◆ 株式会社「ワンハネ」を設立
今季のメジャーリーグにおいて、悪い意味で多くの話題を振りまいてきたのがア・リーグ中地区に所属するホワイトソックスだ。
開幕から黒星が重なり、4月を終えた時点で6勝24敗。5月以降も負けが込み、7月は3勝22敗、8月も4勝22敗と、歴史的低空飛行を続けている。
9月に入ってからは5勝11敗とやや挽回する兆しも見せているが、チームはすでに来季以降を見据えた再建モードに入っている。
ただし、ホワイトソックス傘下のマイナーシステムは有望株の宝庫と呼ばれるものではない。MLB公式サイトの有望株ランキングで上位60位までに4人が名を連ねているものの、最上位でも13位。チームのトッププロスペクトである左腕ノア・シュルツも再来年のメジャー昇格が予想されており、ホワイトソックスは来季も厳しい戦いを強いられることは確実だろう。
そんなホワイトソックスの傘下、2Aのバーミンガム・バロンズで躍動している日本人選手がいるという。それが身長168センチ、体重68キロの小兵・西田陸浮だ。
大阪府出身の西田は、地元の中学を卒業後、宮城の名門・東北高校に進学するも、あと一歩のところで甲子園出場の夢を逃した。高校を卒業後は、アメリカ・オレゴン州の短大に進学すると、2年連続盗塁王に輝くなど結果を残し、3年次に名門オレゴン大学に編入。ここでもシュアなバッティングと天性のスピードを存分に発揮し、ドラフト候補にまで上り詰めた。
実際に西田は昨年7月のドラフトでホワイトソックスから11巡目(全体329位)で指名され、晴れてマイナーリーガーとしてプロ生活を歩み始めた。
ルーキーリーグとシングルAでプレーした昨季は、計20試合に出場し、打率.224に終わったが、三塁打2本、6盗塁をマーク。

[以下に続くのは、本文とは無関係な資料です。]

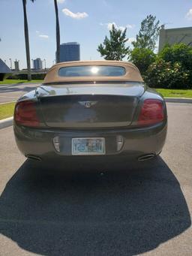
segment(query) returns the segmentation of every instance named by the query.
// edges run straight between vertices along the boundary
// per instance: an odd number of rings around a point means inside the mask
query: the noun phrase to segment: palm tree
[[[56,63],[60,62],[60,30],[58,14],[57,0],[54,0],[56,18]]]
[[[31,0],[31,1],[34,2],[34,0]],[[29,51],[29,40],[28,40],[28,22],[27,22],[26,3],[27,3],[26,0],[22,0],[28,80],[29,81],[32,80],[32,73],[31,73],[31,62],[30,62],[31,60],[30,60],[30,51]]]

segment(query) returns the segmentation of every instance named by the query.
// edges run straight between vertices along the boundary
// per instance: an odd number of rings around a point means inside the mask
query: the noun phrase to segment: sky
[[[127,27],[128,44],[136,38],[141,21],[155,15],[166,29],[192,26],[191,0],[58,0],[61,44],[80,44],[81,60],[102,59],[97,47],[113,23]],[[56,59],[56,17],[53,0],[27,0],[31,59]],[[0,59],[10,66],[20,60],[26,67],[22,0],[0,0]]]

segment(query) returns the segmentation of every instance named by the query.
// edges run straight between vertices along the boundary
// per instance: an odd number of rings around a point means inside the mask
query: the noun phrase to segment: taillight
[[[149,125],[160,122],[164,119],[164,107],[159,100],[146,99],[142,106],[138,125]]]
[[[35,102],[32,101],[18,102],[15,107],[14,120],[21,125],[39,126],[40,122],[37,116]]]

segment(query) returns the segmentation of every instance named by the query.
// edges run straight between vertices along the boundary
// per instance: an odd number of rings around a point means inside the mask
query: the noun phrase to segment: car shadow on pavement
[[[38,254],[135,255],[190,226],[179,183],[160,157],[92,165],[56,170],[26,161],[1,195],[0,233]]]

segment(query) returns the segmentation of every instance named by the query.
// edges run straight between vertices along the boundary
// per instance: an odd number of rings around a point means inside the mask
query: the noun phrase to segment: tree
[[[31,0],[34,2],[34,0]],[[28,80],[32,80],[31,72],[31,59],[30,59],[30,50],[29,50],[29,40],[28,40],[28,21],[27,21],[27,11],[26,11],[26,0],[22,0],[23,6],[23,15],[24,15],[24,33],[25,33],[25,41],[26,41],[26,61],[27,61],[27,70],[28,70]]]
[[[132,42],[133,46],[136,48],[148,48],[154,50],[159,35],[159,24],[160,21],[156,21],[156,16],[148,15],[141,23],[140,30],[136,36],[136,40]]]
[[[142,75],[145,75],[148,68],[156,59],[156,54],[150,49],[134,48],[131,50],[129,61],[133,62],[140,70]]]
[[[54,0],[56,18],[56,63],[60,62],[60,29],[57,0]]]
[[[188,70],[192,67],[192,47],[185,44],[176,44],[172,46],[166,44],[158,54],[165,62],[171,63],[180,62]]]
[[[125,43],[127,29],[124,31],[118,29],[114,25],[110,31],[110,39],[106,36],[104,44],[98,46],[98,51],[101,56],[107,60],[122,60],[129,53],[129,47],[126,47]]]

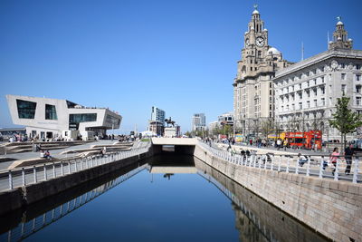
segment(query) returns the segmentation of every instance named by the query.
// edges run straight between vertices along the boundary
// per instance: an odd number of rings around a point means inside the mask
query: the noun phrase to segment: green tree
[[[329,121],[330,126],[340,132],[342,149],[346,148],[346,135],[355,132],[357,128],[362,125],[361,117],[349,109],[349,100],[350,98],[344,95],[338,98],[336,104],[337,111],[332,114],[333,118]]]

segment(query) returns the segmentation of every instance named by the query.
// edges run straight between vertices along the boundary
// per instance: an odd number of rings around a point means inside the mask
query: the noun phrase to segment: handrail
[[[320,179],[333,179],[334,180],[348,180],[353,183],[362,182],[362,171],[358,168],[359,158],[362,156],[354,156],[352,159],[346,160],[338,158],[334,162],[334,160],[330,161],[329,156],[327,155],[319,155],[320,159],[318,160],[311,160],[311,157],[316,157],[316,155],[305,155],[307,159],[301,159],[298,154],[274,155],[272,152],[262,155],[251,152],[249,155],[243,155],[216,149],[212,147],[211,143],[206,144],[202,140],[197,140],[197,143],[213,156],[238,166],[295,173],[308,177],[314,176]],[[346,156],[340,157],[345,158]],[[342,161],[346,161],[346,166]],[[328,170],[328,167],[330,168],[330,171]],[[341,172],[343,169],[345,174]]]
[[[129,150],[112,151],[107,152],[105,155],[98,154],[85,158],[75,158],[68,161],[56,161],[3,170],[0,171],[0,192],[24,187],[27,184],[35,184],[49,179],[63,177],[129,157],[139,156],[148,152],[150,147],[151,143],[147,142],[144,146]]]

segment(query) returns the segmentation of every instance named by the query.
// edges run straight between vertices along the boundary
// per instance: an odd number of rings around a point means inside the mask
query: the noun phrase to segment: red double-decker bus
[[[322,131],[310,131],[308,132],[285,132],[285,140],[290,147],[302,149],[322,149]]]

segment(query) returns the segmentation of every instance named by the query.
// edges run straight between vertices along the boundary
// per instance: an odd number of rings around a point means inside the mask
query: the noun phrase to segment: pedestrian
[[[336,167],[337,167],[337,161],[338,161],[338,157],[339,157],[339,151],[338,151],[338,147],[336,147],[334,150],[333,150],[333,152],[330,154],[330,156],[329,156],[329,161],[332,163],[332,165],[334,166],[334,169],[333,169],[333,170],[332,170],[332,175],[334,176],[334,172],[336,171]]]
[[[345,174],[346,175],[349,175],[350,173],[350,167],[352,164],[352,157],[355,154],[355,150],[352,150],[352,145],[350,144],[348,147],[347,147],[345,149],[345,159],[346,159],[346,163],[347,163],[347,167],[346,167],[346,170],[345,170]]]

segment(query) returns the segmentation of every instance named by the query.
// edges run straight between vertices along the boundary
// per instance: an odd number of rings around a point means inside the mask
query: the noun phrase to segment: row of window
[[[36,102],[17,99],[16,107],[19,119],[34,119]],[[58,120],[55,105],[45,104],[45,120]]]

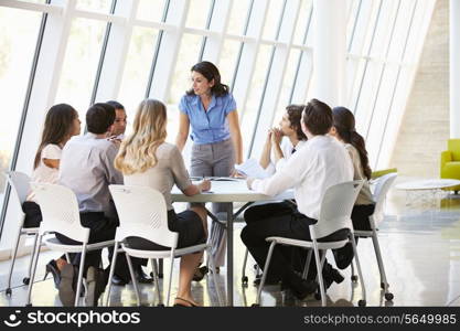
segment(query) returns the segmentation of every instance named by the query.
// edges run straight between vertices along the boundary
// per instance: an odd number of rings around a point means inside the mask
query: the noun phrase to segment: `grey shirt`
[[[374,204],[367,178],[364,175],[363,166],[361,164],[360,152],[351,143],[345,143],[350,158],[353,163],[353,180],[363,180],[364,184],[357,194],[355,204]]]
[[[60,183],[75,192],[79,212],[104,212],[113,216],[108,185],[122,184],[114,167],[118,147],[94,134],[75,136],[64,146],[60,164]]]
[[[157,164],[142,173],[125,175],[126,185],[142,185],[160,191],[167,202],[168,211],[172,210],[171,189],[174,184],[183,191],[192,184],[185,169],[181,152],[168,142],[157,148]]]

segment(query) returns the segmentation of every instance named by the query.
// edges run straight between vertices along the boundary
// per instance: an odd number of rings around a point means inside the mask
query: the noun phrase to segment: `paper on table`
[[[255,159],[248,159],[242,164],[235,164],[236,171],[252,178],[267,178],[268,174]]]

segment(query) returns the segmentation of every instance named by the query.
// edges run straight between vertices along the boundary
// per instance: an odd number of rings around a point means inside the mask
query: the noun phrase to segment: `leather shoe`
[[[260,282],[261,282],[261,276],[263,275],[256,276],[256,278],[254,279],[254,282],[253,282],[254,286],[259,286],[260,285]],[[279,284],[279,279],[270,278],[268,276],[267,279],[265,279],[265,284],[264,285],[270,286],[270,285],[278,285],[278,284]]]
[[[141,265],[137,266],[135,274],[138,282],[140,284],[151,284],[153,281],[153,278],[147,276],[146,273],[143,273]]]
[[[125,286],[127,282],[122,278],[114,274],[114,277],[111,277],[111,284],[115,286]]]

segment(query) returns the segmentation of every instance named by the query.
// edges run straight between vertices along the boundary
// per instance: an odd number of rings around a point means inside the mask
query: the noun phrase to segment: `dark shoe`
[[[299,300],[304,300],[309,295],[314,293],[318,289],[318,284],[314,280],[302,279],[295,286],[290,286],[293,296]]]
[[[346,243],[342,248],[333,249],[332,253],[334,255],[335,265],[341,270],[346,269],[353,261],[354,252],[351,243]]]
[[[87,292],[85,301],[87,307],[97,307],[97,301],[107,285],[107,276],[108,273],[95,267],[89,267],[86,271]]]
[[[271,277],[267,277],[267,279],[265,279],[265,284],[264,285],[278,285],[279,284],[279,279],[276,278],[271,278]],[[254,279],[253,284],[254,286],[259,286],[261,282],[261,275],[256,276],[256,278]]]
[[[115,286],[125,286],[125,285],[127,285],[125,279],[118,277],[115,274],[114,274],[114,277],[111,277],[111,284],[115,285]]]
[[[135,274],[138,282],[140,284],[151,284],[153,281],[153,278],[147,276],[146,273],[143,273],[141,265],[135,268]]]
[[[195,269],[195,274],[193,274],[192,280],[194,281],[201,281],[204,276],[210,271],[210,269],[206,266],[202,266],[200,268]],[[218,273],[217,273],[218,274]]]
[[[61,282],[58,286],[60,299],[64,307],[74,307],[75,289],[74,289],[74,266],[65,265],[61,271]]]
[[[56,289],[60,288],[60,282],[61,282],[61,271],[57,268],[57,264],[54,259],[50,260],[46,265],[46,271],[45,271],[45,277],[43,278],[46,279],[47,274],[51,273],[51,275],[53,275],[53,279],[54,279],[54,287]]]
[[[173,307],[197,307],[195,303],[193,303],[192,301],[189,301],[189,300],[186,300],[186,299],[183,299],[183,298],[179,298],[179,297],[176,297],[175,298],[175,300],[181,300],[181,301],[184,301],[184,302],[186,302],[186,303],[189,303],[189,305],[183,305],[183,303],[178,303],[178,302],[175,302],[174,303],[174,306]]]

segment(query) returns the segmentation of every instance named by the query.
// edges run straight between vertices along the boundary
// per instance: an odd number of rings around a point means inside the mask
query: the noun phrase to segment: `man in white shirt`
[[[345,148],[328,136],[332,126],[331,108],[317,99],[310,100],[304,107],[301,126],[308,141],[282,169],[265,180],[247,179],[249,189],[267,195],[293,188],[297,201],[297,207],[277,213],[245,213],[247,226],[240,236],[261,267],[269,248],[269,243],[265,241],[267,237],[310,239],[309,225],[317,223],[325,190],[353,180],[353,166]],[[328,224],[319,224],[317,235],[324,241],[333,241],[343,233],[333,232]],[[269,276],[280,278],[298,299],[304,299],[317,289],[314,280],[303,280],[295,273],[289,256],[280,247],[274,250]]]
[[[280,170],[286,161],[307,142],[307,136],[300,125],[303,108],[303,105],[287,106],[279,121],[279,128],[271,128],[268,131],[259,161],[260,167],[268,174],[271,175]]]

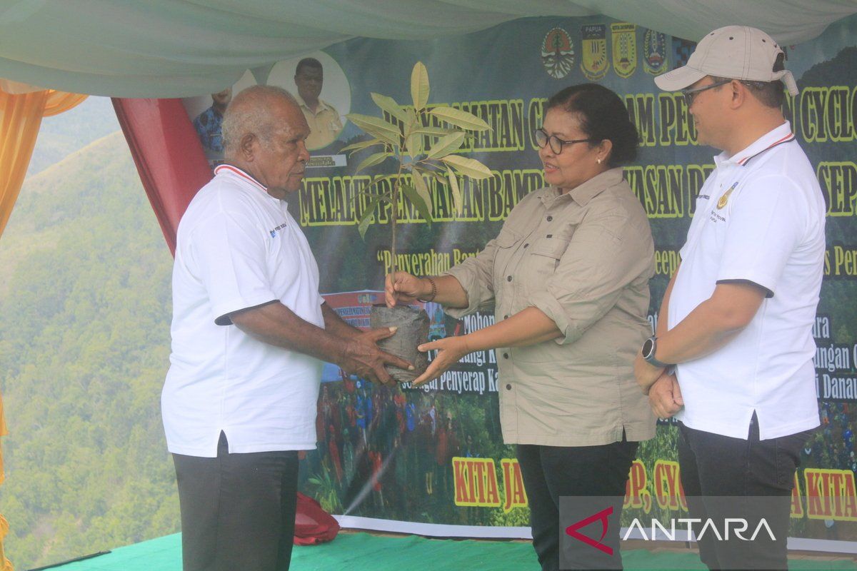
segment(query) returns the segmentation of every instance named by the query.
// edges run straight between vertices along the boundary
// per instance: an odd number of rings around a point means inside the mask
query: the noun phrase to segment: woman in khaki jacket
[[[545,111],[535,135],[549,186],[446,275],[388,276],[387,302],[434,300],[453,317],[494,306],[494,324],[421,346],[438,353],[415,384],[495,348],[503,440],[517,444],[542,568],[557,569],[560,552],[563,568],[621,568],[625,485],[638,443],[655,435],[632,371],[651,335],[654,245],[620,168],[636,158],[637,130],[596,84],[560,91]],[[574,497],[560,509],[560,497]],[[560,538],[560,514],[564,527],[592,523]]]

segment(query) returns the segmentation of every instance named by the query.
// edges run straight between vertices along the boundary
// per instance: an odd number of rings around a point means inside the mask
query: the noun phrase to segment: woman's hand
[[[661,375],[649,390],[649,404],[659,419],[668,419],[685,406],[679,379],[674,374]]]
[[[634,359],[634,377],[637,378],[637,384],[640,385],[644,395],[649,394],[649,389],[663,374],[663,367],[651,365],[643,359],[642,353],[637,352],[637,358]]]
[[[399,301],[411,303],[428,293],[423,290],[423,281],[406,271],[397,271],[395,276],[387,275],[384,283],[384,300],[387,302],[387,306],[395,307]]]
[[[413,385],[415,387],[418,387],[423,383],[428,383],[433,378],[437,378],[443,374],[444,371],[458,363],[468,353],[470,353],[466,335],[438,339],[437,341],[423,343],[417,348],[423,353],[431,349],[437,349],[437,354],[434,355],[432,362],[428,364],[428,368],[426,369],[426,372],[414,379]]]

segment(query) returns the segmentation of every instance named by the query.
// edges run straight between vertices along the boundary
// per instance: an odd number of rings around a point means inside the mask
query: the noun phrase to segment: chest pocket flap
[[[530,253],[534,256],[547,256],[554,259],[560,259],[568,247],[570,238],[563,236],[550,236],[539,238],[530,247]]]

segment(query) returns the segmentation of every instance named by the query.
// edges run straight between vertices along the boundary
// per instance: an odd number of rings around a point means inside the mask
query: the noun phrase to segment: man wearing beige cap
[[[722,151],[635,362],[655,413],[680,420],[681,483],[710,568],[786,568],[800,450],[818,425],[812,327],[825,206],[781,110],[783,86],[798,93],[783,59],[764,32],[729,26],[655,79],[684,93],[699,143]],[[746,541],[726,540],[728,518],[747,520]],[[699,538],[708,520],[719,535]],[[770,532],[754,533],[763,520]]]

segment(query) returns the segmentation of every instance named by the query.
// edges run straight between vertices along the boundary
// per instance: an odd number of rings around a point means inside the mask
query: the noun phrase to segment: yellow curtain
[[[0,235],[24,183],[42,117],[67,111],[86,98],[86,95],[31,88],[0,80],[0,173],[3,173],[0,176]],[[0,397],[0,436],[6,433]],[[0,484],[3,479],[3,453],[0,451]],[[0,515],[0,571],[12,571],[12,563],[3,552],[3,538],[8,532],[9,523]]]

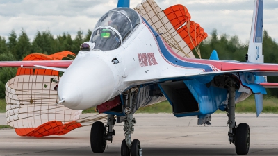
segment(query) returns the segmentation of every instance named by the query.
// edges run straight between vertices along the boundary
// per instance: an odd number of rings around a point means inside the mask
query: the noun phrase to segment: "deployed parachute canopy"
[[[201,58],[199,45],[208,36],[204,29],[193,21],[188,9],[175,5],[162,10],[154,0],[143,1],[134,10],[160,34],[175,53],[186,58]]]
[[[24,60],[73,60],[74,58],[74,53],[63,51],[51,55],[33,53]],[[62,135],[106,118],[91,115],[81,119],[82,110],[56,105],[59,101],[57,87],[60,78],[57,71],[19,68],[16,76],[6,84],[6,122],[15,128],[18,135],[35,137]]]

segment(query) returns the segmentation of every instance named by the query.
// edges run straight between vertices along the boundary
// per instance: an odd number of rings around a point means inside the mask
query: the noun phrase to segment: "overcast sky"
[[[254,0],[156,0],[163,9],[174,4],[185,6],[191,20],[205,31],[238,35],[246,43],[250,34]],[[22,28],[31,40],[37,31],[49,30],[54,35],[63,32],[75,35],[79,30],[92,29],[98,19],[116,7],[117,0],[0,0],[0,35],[7,37]],[[131,8],[141,0],[131,0]],[[264,29],[278,41],[278,0],[264,1]]]

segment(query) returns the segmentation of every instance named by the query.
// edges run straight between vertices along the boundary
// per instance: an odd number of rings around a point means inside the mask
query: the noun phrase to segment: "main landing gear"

今季はシングルAの1つ上、「ハイA」への 昇格を目標に掲げてプロ2年目のシーズンに臨んだ。
西田は開幕からシングルAでレギュラーの座をつかむと、90試合で打率.290、35盗塁と活躍。7月下旬についにハイAへの昇格を勝ち取った。
そして迎えたハイAウィンストン・セーラムでの約1か月間はより濃いものとなった。26試合に出場した西田は、打率.337、10盗塁を記録。その活躍が認められ、9月上旬には目標を上回る2Aにたどり着いたのだ。
2Aバーミンガムでも11試合に出場した西田は、打率.333、4盗塁をマーク。現在4チームによって争われる2Aサザンリーグのプレーオフの真っ最中で最後のアピールをしている。“足”という大きな武器を持つ西田が、この舞台でインパクト大の活躍を見せることができれば、来季のメジャー昇格への足掛かりにもなるだろう。
ちなみに3つのリーグを渡り歩いた西田の今季合計成績は、127試合で打率.304、49盗塁。長打こそ20本(二塁打13本、三塁打6本、本塁打1本)と少ないが、高い出塁率(.418)がそれを十分に補っている。
また、西田はマイナーリーガーという肩書以外に青年実業家としても活動している。昨年のドラフト会議後に、株式会社「ワンハネ」を設立。かつて自身が経験した米国大学への留学サポートや少年野球教室の開催などに尽力している。
昨年、ホワイトソックスと契約を交わした際、野球が「趣味から仕事に変わりました」と自身のXにポストした西田。彼にとっての本職はあくまでも経営者であり、メジャーリーガーとしてプレーすることはあくまでも、さらに上を目指すための手段なのかもしれない。